Bug 243657

Summary: [PATCH] Fix memory leak of dma_alloc_coherent() on x86_64
Product: Red Hat Enterprise Linux 4 Reporter: Masaki MAENO <maeno.masaki>
Component: kernelAssignee: Prarit Bhargava <prarit>
Status: CLOSED ERRATA QA Contact: Martin Jenner <mjenner>
Severity: urgent Docs Contact:
Priority: urgent    
Version: 4.5CC: alan.tyson, alice.pancamo, juanino, tao
Target Milestone: ---Keywords: ZStream
Target Release: ---   
Hardware: x86_64   
OS: Linux   
Whiteboard:
Fixed In Version: RHBA-2007-0791 Doc Type: Bug Fix
Doc Text:
Story Points: ---
Clone Of: Environment:
Last Closed: 2007-11-15 16:28:28 UTC Type: ---
Regression: --- Mount Type: ---
Documentation: --- CRM:
Verified Versions: Category: ---
oVirt Team: --- RHEL 7.3 requirements from Atomic Host:
Cloudforms Team: --- Target Upstream Version:
Embargoed:
Bug Depends On:    
Bug Blocks: 282351    
Attachments:
Description Flags
dma_alloc_coherent memleak fix patch
none
memleak example
none
debug code (MMDEBUG) to get evidence
none
evidence of memleak by debug code (MMDEBUG line)
none
RHEL4.6 Fix for this issue none

Description Masaki MAENO 2007-06-11 10:15:51 UTC
https://bugzilla.redhat.com/bugzilla/show_bug.cgi?id=

[PATCH] Fix memory leak of dma_alloc_coherent() on x86_64

Description of problem:

The memory leak is generated by function dma_alloc_coherent()
on x86_64.

Especially, it is an extensive problem for the machine that 
installed hp Proliant Support Pack (=PSP).

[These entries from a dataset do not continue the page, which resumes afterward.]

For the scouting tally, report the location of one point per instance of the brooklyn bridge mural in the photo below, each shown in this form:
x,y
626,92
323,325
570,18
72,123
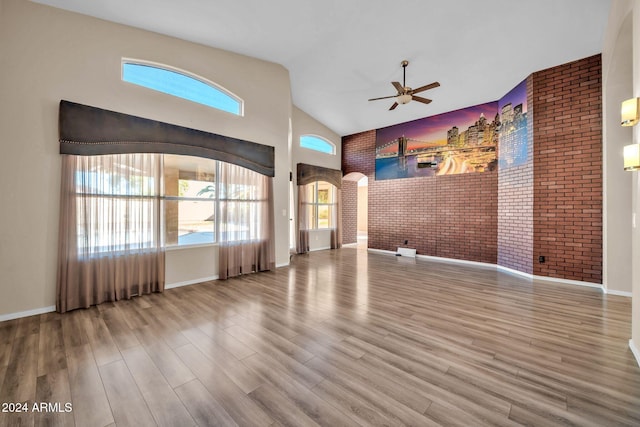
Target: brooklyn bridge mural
x,y
461,141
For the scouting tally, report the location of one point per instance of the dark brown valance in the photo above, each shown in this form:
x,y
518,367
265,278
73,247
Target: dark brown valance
x,y
310,173
88,131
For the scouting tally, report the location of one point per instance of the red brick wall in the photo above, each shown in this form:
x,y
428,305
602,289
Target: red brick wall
x,y
359,154
515,207
552,207
349,211
568,170
448,216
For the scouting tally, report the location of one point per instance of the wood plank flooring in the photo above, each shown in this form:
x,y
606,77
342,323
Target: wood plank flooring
x,y
339,338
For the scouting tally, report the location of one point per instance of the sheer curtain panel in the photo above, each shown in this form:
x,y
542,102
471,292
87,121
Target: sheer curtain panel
x,y
336,214
302,226
110,232
246,224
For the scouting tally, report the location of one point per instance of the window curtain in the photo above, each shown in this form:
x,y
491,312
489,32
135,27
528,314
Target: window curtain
x,y
246,241
110,231
336,215
302,226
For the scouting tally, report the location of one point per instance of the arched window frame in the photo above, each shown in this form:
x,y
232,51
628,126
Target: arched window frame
x,y
189,75
330,144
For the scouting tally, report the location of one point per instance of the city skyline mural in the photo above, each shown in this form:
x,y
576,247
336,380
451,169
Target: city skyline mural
x,y
461,141
513,134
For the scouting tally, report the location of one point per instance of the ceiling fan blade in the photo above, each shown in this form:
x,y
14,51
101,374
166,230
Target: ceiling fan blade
x,y
421,99
425,87
383,97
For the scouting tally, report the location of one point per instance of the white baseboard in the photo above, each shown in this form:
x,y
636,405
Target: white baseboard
x,y
635,351
381,251
27,313
568,282
190,282
514,272
614,292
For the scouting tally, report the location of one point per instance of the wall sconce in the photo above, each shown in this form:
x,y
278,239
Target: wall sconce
x,y
632,157
629,112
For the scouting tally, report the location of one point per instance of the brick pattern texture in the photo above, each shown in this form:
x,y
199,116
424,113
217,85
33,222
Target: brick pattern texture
x,y
515,206
568,170
349,211
551,206
447,216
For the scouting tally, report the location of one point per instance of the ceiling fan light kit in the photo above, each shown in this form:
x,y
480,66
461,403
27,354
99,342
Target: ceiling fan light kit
x,y
405,93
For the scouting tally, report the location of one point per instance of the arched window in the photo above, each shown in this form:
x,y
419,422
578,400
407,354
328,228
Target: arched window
x,y
317,143
181,84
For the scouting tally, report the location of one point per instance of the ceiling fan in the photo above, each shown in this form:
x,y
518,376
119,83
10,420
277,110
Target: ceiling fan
x,y
405,93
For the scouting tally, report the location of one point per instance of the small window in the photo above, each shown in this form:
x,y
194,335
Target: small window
x,y
317,143
321,196
182,85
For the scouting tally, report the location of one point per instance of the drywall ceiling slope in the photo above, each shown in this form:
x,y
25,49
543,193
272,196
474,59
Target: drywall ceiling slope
x,y
339,53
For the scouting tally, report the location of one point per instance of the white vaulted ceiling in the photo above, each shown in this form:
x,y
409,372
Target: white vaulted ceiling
x,y
339,53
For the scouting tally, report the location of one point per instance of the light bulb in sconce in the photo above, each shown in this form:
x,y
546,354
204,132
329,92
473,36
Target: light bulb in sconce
x,y
629,112
403,99
632,157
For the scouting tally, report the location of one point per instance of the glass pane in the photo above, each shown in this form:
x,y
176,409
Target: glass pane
x,y
244,220
189,222
180,85
233,191
325,192
317,144
109,224
324,213
311,194
187,176
119,174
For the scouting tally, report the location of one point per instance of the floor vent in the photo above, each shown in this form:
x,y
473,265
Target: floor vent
x,y
406,252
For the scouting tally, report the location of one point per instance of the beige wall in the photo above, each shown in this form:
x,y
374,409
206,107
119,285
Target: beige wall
x,y
621,80
363,209
303,124
47,55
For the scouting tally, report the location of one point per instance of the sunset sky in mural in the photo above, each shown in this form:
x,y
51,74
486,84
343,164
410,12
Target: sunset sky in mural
x,y
434,128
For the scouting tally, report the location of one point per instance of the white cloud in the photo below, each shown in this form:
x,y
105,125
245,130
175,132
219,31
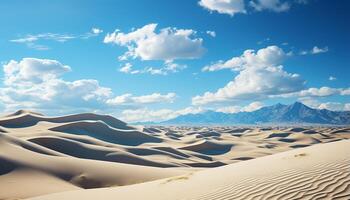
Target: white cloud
x,y
315,50
235,109
253,106
260,76
334,106
32,70
272,5
34,83
169,67
266,57
332,78
254,83
230,7
129,99
127,68
145,115
317,92
31,40
211,33
96,31
168,44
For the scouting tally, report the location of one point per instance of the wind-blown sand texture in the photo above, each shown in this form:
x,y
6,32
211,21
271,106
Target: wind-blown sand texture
x,y
65,157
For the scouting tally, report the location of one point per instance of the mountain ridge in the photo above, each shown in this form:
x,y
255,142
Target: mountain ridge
x,y
278,113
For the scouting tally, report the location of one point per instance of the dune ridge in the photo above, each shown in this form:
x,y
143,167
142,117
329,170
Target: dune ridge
x,y
91,151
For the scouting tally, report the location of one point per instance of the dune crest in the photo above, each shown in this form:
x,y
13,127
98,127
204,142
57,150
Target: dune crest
x,y
69,154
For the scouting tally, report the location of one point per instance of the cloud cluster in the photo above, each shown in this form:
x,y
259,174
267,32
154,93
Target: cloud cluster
x,y
317,92
38,84
272,5
31,40
168,44
129,99
146,115
259,76
169,67
335,106
266,57
315,50
230,7
256,105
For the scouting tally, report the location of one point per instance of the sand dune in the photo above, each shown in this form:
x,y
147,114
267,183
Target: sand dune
x,y
317,172
69,154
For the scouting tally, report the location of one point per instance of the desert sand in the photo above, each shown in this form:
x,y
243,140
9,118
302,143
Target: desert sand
x,y
89,156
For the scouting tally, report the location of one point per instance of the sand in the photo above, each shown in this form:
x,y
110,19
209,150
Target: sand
x,y
89,156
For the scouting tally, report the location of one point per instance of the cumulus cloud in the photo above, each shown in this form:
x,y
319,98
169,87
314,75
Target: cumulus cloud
x,y
230,7
315,50
32,40
146,115
266,57
32,70
169,67
34,83
96,31
332,78
169,44
258,78
211,33
272,5
334,106
129,99
317,92
235,109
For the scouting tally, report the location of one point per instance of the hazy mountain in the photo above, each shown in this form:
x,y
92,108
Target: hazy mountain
x,y
276,114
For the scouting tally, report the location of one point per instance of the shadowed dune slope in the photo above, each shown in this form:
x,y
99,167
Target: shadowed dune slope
x,y
318,172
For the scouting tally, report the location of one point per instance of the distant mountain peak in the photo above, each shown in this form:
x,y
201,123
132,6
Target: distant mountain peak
x,y
275,114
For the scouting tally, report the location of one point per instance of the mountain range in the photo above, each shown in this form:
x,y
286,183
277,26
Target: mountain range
x,y
296,113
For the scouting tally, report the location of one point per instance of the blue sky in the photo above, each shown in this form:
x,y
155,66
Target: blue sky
x,y
153,60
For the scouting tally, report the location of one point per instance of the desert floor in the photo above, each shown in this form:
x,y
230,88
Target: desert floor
x,y
89,156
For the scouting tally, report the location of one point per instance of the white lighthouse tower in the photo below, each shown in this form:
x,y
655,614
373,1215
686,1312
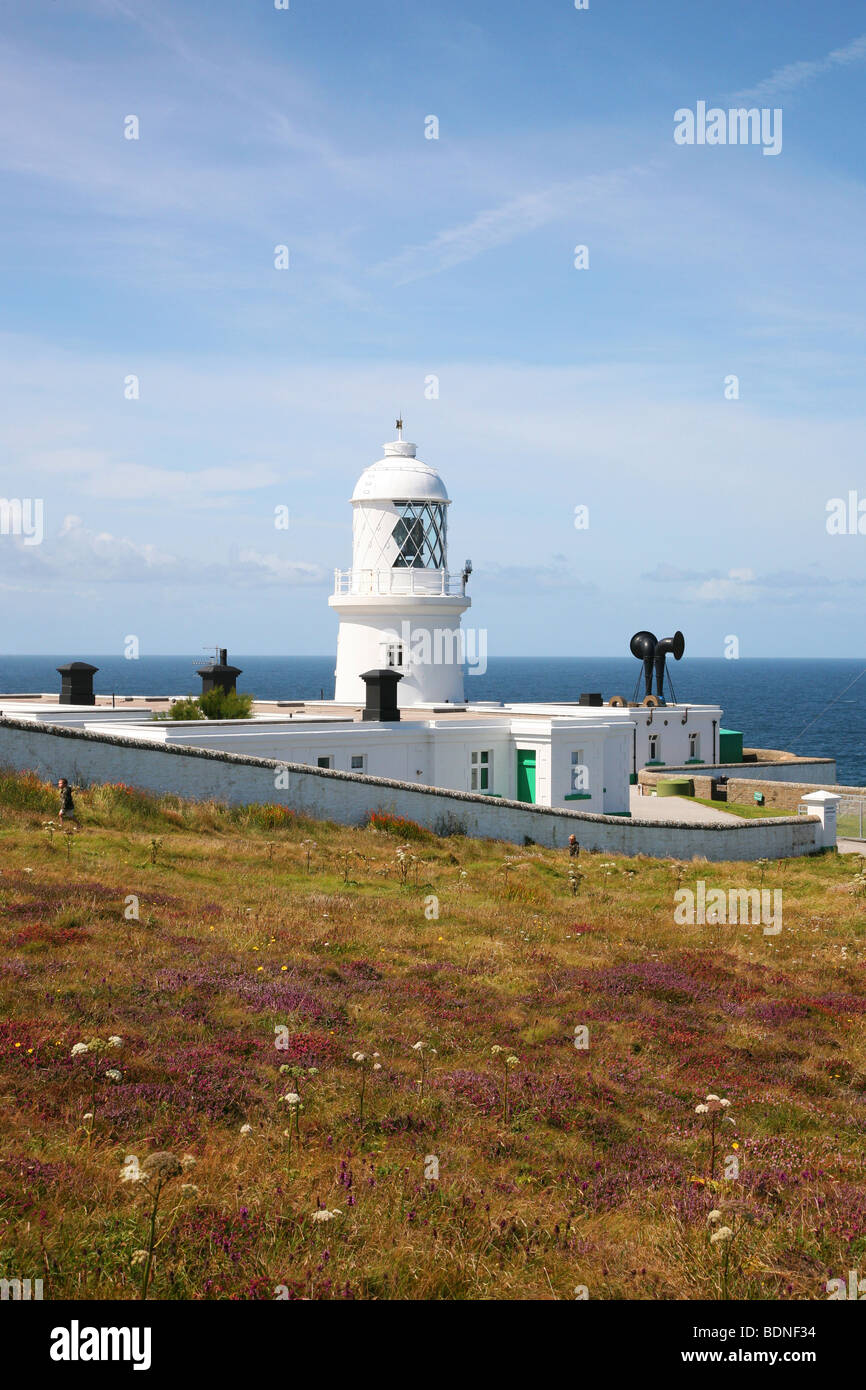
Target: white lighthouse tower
x,y
398,605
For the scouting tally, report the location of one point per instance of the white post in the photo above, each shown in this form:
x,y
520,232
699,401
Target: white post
x,y
823,804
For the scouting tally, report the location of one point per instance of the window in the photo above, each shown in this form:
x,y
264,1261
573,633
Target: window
x,y
420,535
580,773
394,655
481,769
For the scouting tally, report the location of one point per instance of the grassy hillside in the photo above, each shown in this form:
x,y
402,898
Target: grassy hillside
x,y
595,1169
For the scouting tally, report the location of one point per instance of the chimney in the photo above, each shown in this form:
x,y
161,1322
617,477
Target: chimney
x,y
218,674
77,684
381,695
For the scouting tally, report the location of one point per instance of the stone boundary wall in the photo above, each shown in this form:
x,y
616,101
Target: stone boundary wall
x,y
786,795
56,751
774,773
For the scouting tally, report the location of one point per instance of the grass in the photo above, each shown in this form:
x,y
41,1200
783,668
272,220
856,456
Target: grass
x,y
221,944
749,811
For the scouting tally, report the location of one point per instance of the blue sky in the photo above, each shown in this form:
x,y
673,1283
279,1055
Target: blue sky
x,y
414,257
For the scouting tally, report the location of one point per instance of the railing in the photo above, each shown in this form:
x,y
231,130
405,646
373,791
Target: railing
x,y
384,583
850,818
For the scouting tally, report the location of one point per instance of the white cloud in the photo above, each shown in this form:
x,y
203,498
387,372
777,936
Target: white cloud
x,y
798,74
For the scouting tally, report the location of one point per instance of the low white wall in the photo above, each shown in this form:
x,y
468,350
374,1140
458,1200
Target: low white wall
x,y
346,798
822,770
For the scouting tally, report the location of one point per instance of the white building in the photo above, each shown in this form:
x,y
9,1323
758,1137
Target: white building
x,y
398,605
399,609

Because the memory 
leak path frequently passes by cciss_ioctl() of cmaidad and 
cmaeventd that work when PSP is installed.
The memory leak has been generated by the pace of "100KB/h -- 
15MB/h" in a certain hp PSP environment!!! The kernel entered
the state of a no response and rebooted.


This problem has already been fixed by Vanilla Kernel 2.6.10.
  - ChangeLog         : http://www.kernel.org/pub/linux/kernel/v2.6/ChangeLog-2.6.10
  - VanillaKernelPatch:
http://git.kernel.org/?p=linux/kernel/git/torvalds/old-2.6-bkcvs.git;a=commitdiff;h=792b87d770df447f3e4190d2b4732a3a36800adb
  > <ak>
  > 	[PATCH] x86_64: Fallback to swiotlb for dma_alloc_coherent
  > 	
  > 	From: Suresh B Siddha
  > 	
  > 	Coresponding change to IA64 code is in, so this can be merged too.
  > 	
  > 	- fallback to swiotlb for consistent DMA mappings
  > 	- fix a memory leak in dma_alloc_coherent


I hope that Red Hat takes my appended patch file to RHEL4.5 
kernel errata release.
  >diff -urN kernel-2.6.9-55.EL.org/arch/x86_64/kernel/pci-gart.c
kernel-2.6.9-55.EL/arch/x86_64/kernel/pci-gart.c
  >--- kernel-2.6.9-55.EL.org/arch/x86_64/kernel/pci-gart.c      2007-06-11
17:58:08.000000000 +0900
  >+++ kernel-2.6.9-55.EL/arch/x86_64/kernel/pci-gart.c      2007-06-11
17:58:38.000000000 +0900
  >@@ -238,6 +238,7 @@
  >                        if (high) {
  >                                if (!(gfp & GFP_DMA)) {
  >                                        gfp |= GFP_DMA;
  >+                                       free_pages((unsigned long)memory,
get_order(size));
  >                                        goto again;
  >                                }
  >                                goto free;


Steps to Reproduce & Actual results:

1. You install hp Proliant Support Pack.
2. hpasm service runs. (cmaidad and cmaeventd works.)
3. The hidden memory (*1) keeps increasing. 
   (example: memleak.png (Vertical: memleak amount [KB], Horizontal: time [min]))
   (*1): The hidden memory is a value of "MemTotal - MemFree - MemUsage(*2)" 
         in /proc/meminfo.
   (*2): The "MemUsage" is a value of "Active + Inactive + Slab + PageTables
         + VmallocUsed" in /proc/meminfo.

Expected results:

The memory leak is not generated by function dma_alloc_coherent().

Comment 1 Masaki MAENO 2007-06-11 10:15:51 UTC
Created attachment 156692 [details]
dma_alloc_coherent memleak fix patch

Comment 2 Masaki MAENO 2007-06-11 10:18:29 UTC
Created attachment 156693 [details]
memleak example

Comment 3 Masaki MAENO 2007-06-11 10:35:08 UTC
Created attachment 156694 [details]
debug code (MMDEBUG) to get evidence

Comment 4 Masaki MAENO 2007-06-11 10:37:18 UTC
Created attachment 156696 [details]
evidence of memleak by debug code (MMDEBUG line)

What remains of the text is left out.